Q1 : La flambée des recherches "Bitcoin going to zero" signifie-t-elle que le marché va s’effondrer ?

A1 : Pas nécessairement. Historiquement, les pics de ce type de requêtes extrêmes apparaissent souvent près des creux de marché, traduisant un relâchement de la panique plus qu’un signe avant-coureur d’effondrement. Les flux de capitaux institutionnels et les données on-chain actuels témoignent d’une certaine résilience, en décalage avec le sentiment des particuliers.

Q2 : Comment interpréter la divergence entre la panique des particuliers et les achats institutionnels ?

A2 : Cette divergence est typique des phases de formation d’un creux de marché. Les investisseurs particuliers paniquent et sortent souvent après des baisses prolongées, tandis que les institutions, avec une vision de long terme, accumulent stratégiquement lorsque les valorisations deviennent attractives.

Q3 : Au-delà des tendances de recherche, quels autres indicateurs permettent d’évaluer le sentiment de marché ?

A3 : L’indice Crypto Fear & Greed est un outil pertinent, intégrant des facteurs tels que la volatilité, le volume des échanges, l’activité sur les réseaux sociaux et les tendances de recherche Google. Au 18 mars 2026, l’indice s’établit à 26, signalant la "peur". Les indicateurs on-chain comme le NUPL reflètent également la rentabilité globale du marché.

Q4 : Quel est l’état actuel des transactions Bitcoin sur la plateforme Gate ?

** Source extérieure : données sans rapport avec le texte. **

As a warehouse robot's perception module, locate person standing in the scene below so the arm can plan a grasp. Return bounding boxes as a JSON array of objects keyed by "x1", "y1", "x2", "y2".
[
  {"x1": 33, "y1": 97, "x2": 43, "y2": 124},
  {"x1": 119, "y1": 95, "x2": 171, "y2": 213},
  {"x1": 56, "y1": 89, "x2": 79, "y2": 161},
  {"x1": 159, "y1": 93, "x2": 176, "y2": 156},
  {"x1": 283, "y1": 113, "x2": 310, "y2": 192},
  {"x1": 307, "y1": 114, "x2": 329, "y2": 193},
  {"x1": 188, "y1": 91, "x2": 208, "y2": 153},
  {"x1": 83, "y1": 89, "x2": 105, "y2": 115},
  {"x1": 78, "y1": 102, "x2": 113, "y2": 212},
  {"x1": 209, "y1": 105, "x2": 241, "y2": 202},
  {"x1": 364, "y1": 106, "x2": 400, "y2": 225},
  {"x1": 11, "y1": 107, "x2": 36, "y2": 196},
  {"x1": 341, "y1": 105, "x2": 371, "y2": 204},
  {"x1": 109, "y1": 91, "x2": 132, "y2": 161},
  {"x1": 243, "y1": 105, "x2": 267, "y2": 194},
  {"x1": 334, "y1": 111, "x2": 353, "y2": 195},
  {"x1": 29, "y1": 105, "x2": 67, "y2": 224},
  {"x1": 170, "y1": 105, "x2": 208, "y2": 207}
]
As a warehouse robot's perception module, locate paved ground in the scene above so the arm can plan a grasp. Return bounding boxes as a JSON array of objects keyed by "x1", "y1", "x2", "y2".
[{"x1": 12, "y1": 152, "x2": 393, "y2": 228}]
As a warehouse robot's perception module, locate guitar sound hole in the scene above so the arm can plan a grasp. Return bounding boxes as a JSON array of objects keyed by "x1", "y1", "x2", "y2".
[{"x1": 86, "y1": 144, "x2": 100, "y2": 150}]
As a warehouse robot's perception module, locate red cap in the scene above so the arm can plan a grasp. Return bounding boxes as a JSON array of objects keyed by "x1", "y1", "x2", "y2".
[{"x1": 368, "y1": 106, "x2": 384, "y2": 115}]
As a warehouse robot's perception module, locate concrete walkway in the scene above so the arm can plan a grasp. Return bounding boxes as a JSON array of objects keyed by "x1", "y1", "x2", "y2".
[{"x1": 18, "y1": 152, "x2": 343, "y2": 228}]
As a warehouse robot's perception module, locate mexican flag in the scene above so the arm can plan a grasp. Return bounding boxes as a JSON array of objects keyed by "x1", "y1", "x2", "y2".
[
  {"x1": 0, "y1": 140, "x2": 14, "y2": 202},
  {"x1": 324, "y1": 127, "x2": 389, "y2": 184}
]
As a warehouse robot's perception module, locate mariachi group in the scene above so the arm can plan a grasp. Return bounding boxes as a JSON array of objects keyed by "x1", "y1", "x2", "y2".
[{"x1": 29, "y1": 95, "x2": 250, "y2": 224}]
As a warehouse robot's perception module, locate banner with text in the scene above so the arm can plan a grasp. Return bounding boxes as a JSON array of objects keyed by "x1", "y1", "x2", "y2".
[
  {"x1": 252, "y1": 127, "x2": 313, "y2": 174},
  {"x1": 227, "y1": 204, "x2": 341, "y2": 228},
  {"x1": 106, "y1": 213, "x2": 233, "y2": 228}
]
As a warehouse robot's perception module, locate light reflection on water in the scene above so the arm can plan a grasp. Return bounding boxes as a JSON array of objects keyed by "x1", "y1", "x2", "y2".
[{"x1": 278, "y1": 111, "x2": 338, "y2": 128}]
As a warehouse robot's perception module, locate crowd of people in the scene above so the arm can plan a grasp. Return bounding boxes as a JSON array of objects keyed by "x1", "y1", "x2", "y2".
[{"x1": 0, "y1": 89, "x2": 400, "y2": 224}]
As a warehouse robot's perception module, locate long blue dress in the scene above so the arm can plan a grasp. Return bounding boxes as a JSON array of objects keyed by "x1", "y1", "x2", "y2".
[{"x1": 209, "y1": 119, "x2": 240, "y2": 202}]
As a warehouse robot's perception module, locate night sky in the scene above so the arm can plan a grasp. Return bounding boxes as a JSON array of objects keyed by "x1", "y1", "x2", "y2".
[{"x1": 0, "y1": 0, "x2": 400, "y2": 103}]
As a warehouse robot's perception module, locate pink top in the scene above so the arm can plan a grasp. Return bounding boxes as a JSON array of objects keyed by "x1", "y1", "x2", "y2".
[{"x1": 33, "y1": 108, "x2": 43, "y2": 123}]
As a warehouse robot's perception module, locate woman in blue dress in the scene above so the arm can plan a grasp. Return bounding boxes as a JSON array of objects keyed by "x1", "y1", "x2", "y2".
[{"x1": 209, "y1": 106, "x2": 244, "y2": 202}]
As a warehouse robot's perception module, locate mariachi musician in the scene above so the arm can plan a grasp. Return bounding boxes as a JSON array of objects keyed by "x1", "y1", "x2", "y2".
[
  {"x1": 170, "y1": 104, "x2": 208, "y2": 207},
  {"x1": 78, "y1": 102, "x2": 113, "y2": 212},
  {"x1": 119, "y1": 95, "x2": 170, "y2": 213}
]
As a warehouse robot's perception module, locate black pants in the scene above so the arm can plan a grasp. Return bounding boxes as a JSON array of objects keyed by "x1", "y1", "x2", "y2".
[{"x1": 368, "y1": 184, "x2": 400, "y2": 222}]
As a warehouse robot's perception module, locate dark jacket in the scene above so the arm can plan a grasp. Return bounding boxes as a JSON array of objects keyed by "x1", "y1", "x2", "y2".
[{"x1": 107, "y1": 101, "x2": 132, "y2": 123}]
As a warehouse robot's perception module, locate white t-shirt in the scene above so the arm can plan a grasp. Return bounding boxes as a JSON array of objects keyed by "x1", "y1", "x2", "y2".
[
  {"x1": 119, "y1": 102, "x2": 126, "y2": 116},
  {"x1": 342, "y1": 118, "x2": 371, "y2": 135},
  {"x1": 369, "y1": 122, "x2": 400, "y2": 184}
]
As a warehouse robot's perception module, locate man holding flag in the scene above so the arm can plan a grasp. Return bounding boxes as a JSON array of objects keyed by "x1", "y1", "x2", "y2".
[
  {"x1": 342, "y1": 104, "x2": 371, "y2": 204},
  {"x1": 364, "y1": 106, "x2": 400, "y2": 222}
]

A4 : Selon les données du marché Gate, au 18 mars 2026, le Bitcoin (BTC) évolue dans une fourchette étroite au-dessus de 74 000 $. Le sentiment de marché reste prudent, mais les données on-chain montrent une baisse des réserves sur les plateformes et une accumulation par les porteurs moyen et long terme.

Q5 : Quelles caractéristiques communes marquent les creux historiques de marché ?

A5 : Les creux de marché coïncident généralement avec une peur extrême, une flambée de la couverture médiatique négative, un désendettement généralisé et une accumulation persistante par les institutions ou investisseurs de long terme à bas prix. Si le marché actuel présente certains de ces traits, la confirmation d’un creux nécessite toutefois du temps pour être validée.